Examiner le cheval est primordial pour l’évaluation de Menary - - il n’est pas du genre à regarder une vidéo.

« Les vidéos sont surnaturelles. Elles sont trop travaillées, trop courtes. On vous montre souvent les mêmes séquences plus d’une fois. Voir des ambleurs trotter dans un pré ne reflète pas la façon dont ils ambleront, » de dire Menary.

De plus, pourquoi rester à la maison quand vous pouvez voyager avec style?

« Les fermes sont très accommodantes. Plusieurs d’entre elles nous amènent chez elles par avion pour examiner leurs yearlings, parce qu’elles font du bon travail dans leur champ d’action, » dit Menary. « C’est bien de voir un cheval dans son environnement familier, cela permet de raccourcir notre liste. Je peux aller à Hanover Shoe Farms et voir plus d’une centaine de chevaux et quand je reviendrai pour l’encan, je pourrais en revoir une douzaine parmi cette centaine. Cela vous aide à prioriser votre liste de priorités. »

Âgé de 34 ans, Menary sait qu’il a toute une vie d’apprentissage devant lui. L’achat de chevaux est une forme d’art basé sur l’expérience - - dispendieux, frustrant, qui bien souvent s’avère une expérience assommante.

« Il y a une courbe d’apprentissage. Durant quelque deux ans, je crois que je me fiais un peu trop sur la conformation, » admet Menary. « Vous pouvez acheter le cheval parfait, mais sans le pedigree, vous vous retrouverez avec un cheval sain qui ne court pas très vite. Il vous faut trouver un équilibre. »

« Plusieurs de mes décisions sont fondées sur le pedigree. J’ai aussi une assez bonne mémoire, alors quand j’ai examiné un foal, je peux me rappeler du foal que la jument a eu il y a un an. Si une jument a eu six foals, je peux comparer celui qui m’intéresse à chacun des six qu’elle a eus durant toute sa vie. »

Bien qu’une grande part du processus est fondée sur la science et la physicalité, il s’y mêle une petite dose d’intervention spirituelle.
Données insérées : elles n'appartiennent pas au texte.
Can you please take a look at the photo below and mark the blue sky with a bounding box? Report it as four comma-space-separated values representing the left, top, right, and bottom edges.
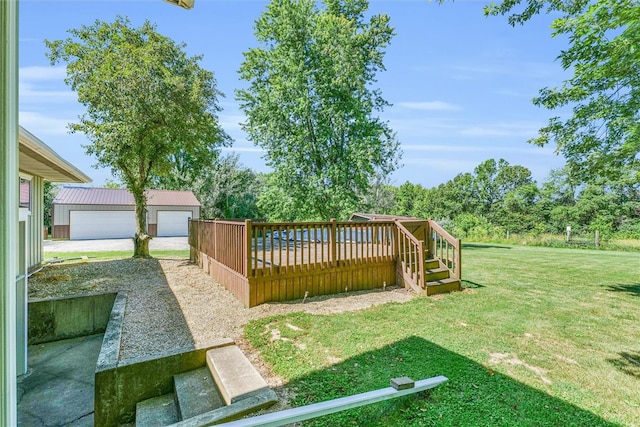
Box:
20, 0, 567, 187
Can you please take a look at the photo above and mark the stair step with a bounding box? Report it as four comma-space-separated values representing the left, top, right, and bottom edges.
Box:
424, 258, 440, 270
136, 393, 179, 427
173, 367, 225, 420
424, 267, 450, 282
426, 277, 460, 295
207, 345, 269, 405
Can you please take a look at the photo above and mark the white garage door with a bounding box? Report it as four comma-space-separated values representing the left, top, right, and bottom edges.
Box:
158, 211, 193, 237
69, 211, 136, 240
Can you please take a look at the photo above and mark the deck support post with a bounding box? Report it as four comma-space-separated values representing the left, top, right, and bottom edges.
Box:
329, 218, 338, 267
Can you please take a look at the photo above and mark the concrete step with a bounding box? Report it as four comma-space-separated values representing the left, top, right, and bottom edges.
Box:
136, 393, 179, 427
424, 258, 440, 270
424, 267, 449, 282
173, 366, 225, 420
426, 277, 461, 295
207, 345, 269, 405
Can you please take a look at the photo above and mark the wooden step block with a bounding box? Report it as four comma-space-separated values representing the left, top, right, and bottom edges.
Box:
424, 267, 450, 282
426, 277, 461, 295
424, 258, 440, 270
136, 393, 179, 427
173, 366, 225, 420
207, 345, 269, 405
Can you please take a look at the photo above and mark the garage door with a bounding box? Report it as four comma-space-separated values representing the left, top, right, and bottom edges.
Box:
69, 211, 136, 240
158, 211, 193, 237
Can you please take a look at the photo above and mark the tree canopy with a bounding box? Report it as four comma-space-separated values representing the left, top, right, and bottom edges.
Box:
485, 0, 640, 180
46, 17, 229, 256
237, 0, 399, 220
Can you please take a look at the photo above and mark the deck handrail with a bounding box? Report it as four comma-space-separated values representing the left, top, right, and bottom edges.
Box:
396, 221, 425, 289
428, 219, 462, 280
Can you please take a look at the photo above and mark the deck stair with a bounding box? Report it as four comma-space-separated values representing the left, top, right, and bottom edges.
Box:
136, 345, 277, 427
424, 258, 461, 295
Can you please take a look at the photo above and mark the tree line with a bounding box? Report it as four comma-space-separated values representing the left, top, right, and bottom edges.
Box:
46, 0, 640, 257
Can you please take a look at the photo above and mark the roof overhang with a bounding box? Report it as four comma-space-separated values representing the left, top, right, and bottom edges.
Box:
18, 126, 91, 183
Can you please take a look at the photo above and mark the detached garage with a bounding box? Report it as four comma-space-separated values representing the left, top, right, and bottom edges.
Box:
51, 187, 200, 240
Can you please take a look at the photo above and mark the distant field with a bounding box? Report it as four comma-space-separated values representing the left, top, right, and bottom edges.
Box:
245, 244, 640, 426
44, 250, 189, 263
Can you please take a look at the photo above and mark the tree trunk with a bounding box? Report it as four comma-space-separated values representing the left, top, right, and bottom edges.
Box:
130, 190, 151, 258
133, 233, 151, 258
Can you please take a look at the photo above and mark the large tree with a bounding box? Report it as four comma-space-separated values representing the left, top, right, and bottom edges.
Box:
237, 0, 399, 220
46, 17, 229, 257
485, 0, 640, 180
154, 154, 263, 219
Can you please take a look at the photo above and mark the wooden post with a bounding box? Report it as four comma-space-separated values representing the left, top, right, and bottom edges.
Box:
244, 219, 253, 278
456, 239, 462, 280
211, 218, 218, 261
329, 218, 338, 267
416, 240, 427, 289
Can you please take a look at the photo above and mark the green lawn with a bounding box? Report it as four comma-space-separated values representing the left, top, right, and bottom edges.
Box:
44, 249, 189, 263
245, 244, 640, 426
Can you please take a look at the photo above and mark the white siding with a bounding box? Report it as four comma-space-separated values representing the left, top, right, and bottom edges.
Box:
69, 211, 136, 240
157, 211, 193, 237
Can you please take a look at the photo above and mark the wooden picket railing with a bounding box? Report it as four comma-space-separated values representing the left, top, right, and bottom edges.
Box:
397, 222, 425, 290
189, 220, 460, 307
428, 219, 462, 280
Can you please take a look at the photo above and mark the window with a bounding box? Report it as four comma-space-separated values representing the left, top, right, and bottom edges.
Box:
20, 178, 31, 209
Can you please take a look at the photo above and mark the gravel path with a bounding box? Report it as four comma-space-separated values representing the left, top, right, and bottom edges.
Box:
29, 258, 413, 359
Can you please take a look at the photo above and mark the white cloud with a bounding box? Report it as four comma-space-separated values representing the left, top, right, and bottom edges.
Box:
18, 66, 67, 82
218, 112, 245, 132
395, 101, 461, 111
18, 82, 76, 104
221, 147, 264, 153
458, 122, 543, 139
19, 111, 73, 136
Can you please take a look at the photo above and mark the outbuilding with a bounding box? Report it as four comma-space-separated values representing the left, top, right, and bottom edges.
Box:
51, 187, 200, 240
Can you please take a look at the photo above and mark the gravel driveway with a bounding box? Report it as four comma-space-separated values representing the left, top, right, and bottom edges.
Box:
44, 237, 189, 253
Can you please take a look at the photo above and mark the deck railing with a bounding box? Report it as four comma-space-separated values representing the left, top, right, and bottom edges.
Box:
396, 221, 425, 289
189, 220, 460, 306
428, 219, 462, 280
247, 221, 395, 277
189, 220, 247, 275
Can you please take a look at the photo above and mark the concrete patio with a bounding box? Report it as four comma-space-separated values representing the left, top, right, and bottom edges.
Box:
18, 334, 103, 427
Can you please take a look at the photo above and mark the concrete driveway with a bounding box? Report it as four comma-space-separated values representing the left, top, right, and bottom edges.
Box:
44, 237, 189, 253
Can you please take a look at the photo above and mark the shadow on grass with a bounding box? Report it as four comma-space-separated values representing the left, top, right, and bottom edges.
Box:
608, 351, 640, 378
607, 283, 640, 297
462, 243, 511, 250
274, 337, 616, 426
462, 279, 486, 289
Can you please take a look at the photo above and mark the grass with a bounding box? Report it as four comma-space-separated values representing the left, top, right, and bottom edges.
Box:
44, 249, 189, 263
245, 244, 640, 426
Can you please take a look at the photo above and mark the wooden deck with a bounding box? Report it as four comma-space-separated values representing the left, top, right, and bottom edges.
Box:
189, 221, 459, 307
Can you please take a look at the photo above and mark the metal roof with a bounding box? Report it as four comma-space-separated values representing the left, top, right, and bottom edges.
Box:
53, 187, 200, 206
349, 212, 418, 221
18, 126, 91, 183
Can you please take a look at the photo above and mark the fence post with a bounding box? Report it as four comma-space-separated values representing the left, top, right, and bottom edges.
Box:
329, 218, 338, 267
416, 240, 427, 289
244, 219, 252, 278
211, 218, 218, 261
427, 219, 436, 259
456, 239, 462, 280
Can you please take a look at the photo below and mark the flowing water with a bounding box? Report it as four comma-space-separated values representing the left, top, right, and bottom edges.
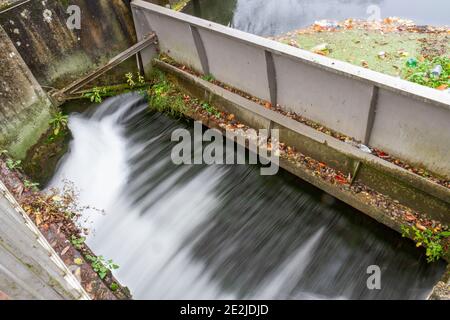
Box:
184, 0, 450, 36
51, 94, 444, 299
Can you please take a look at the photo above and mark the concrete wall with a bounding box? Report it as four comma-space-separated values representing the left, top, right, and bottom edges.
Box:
0, 27, 51, 159
132, 0, 450, 178
0, 0, 136, 88
0, 181, 89, 300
« Il y a tellement de variables, mais en ce qui me concerne, à la fin, chacun d’eux doit avoir cette étincelle dans les yeux, » dit Menary. « Il faut qu’il y ait quelque chose à leur sujet que vous aimez vraiment parce que si ce n’est pas le cas, le jour où vous les ramènerez à la maison, vous ne tomberez probablement jamais en amour avec eux. »

Je pense qu’on pourrait dire que Menary croit au coup de foudre - - et ses standards sont assez élevés.

« Je n’achèterai jamais un cheval qui louche, mais j’aime voir un cheval au gros derrière. Chaque cheval de mon écurie a un gros derrière, » dit-il en riant. « Il y a des imperfections et des défauts que je peux laisser passer et d’autres non. »

Et dans un moment significatif de ce récit, le côté frugal de Menary transparaît.

« Parfois vous pouvez conclure un marché si vous vous montrez un peu indulgent, » dit-il. « Nous ne pouvons pas tous partir et acheter dix yearlings d’une valeur de 100 OO0 $ chacun à tous les ans. »

Ce qui fait que c’est exactement de cette façon que Hes Watching s’est retrouvé dans l’écurie de Menary.

« J’aurais facilement pu passer à côté. Pour être honnête, je ne cherchais pas à acheter un American Ideal bon marché, » commence Menary. « À ce moment-là, je n’avais même pas réalisé qu’il était le suivant dans le ring. Mais quand il est entré, je me suis dit ‘voici ce petit poulain de Hunterton que j’aime’. J’ai levé la main deux fois et sans avoir véritablement eu l’intention de l’acheter, il était ma propriété. »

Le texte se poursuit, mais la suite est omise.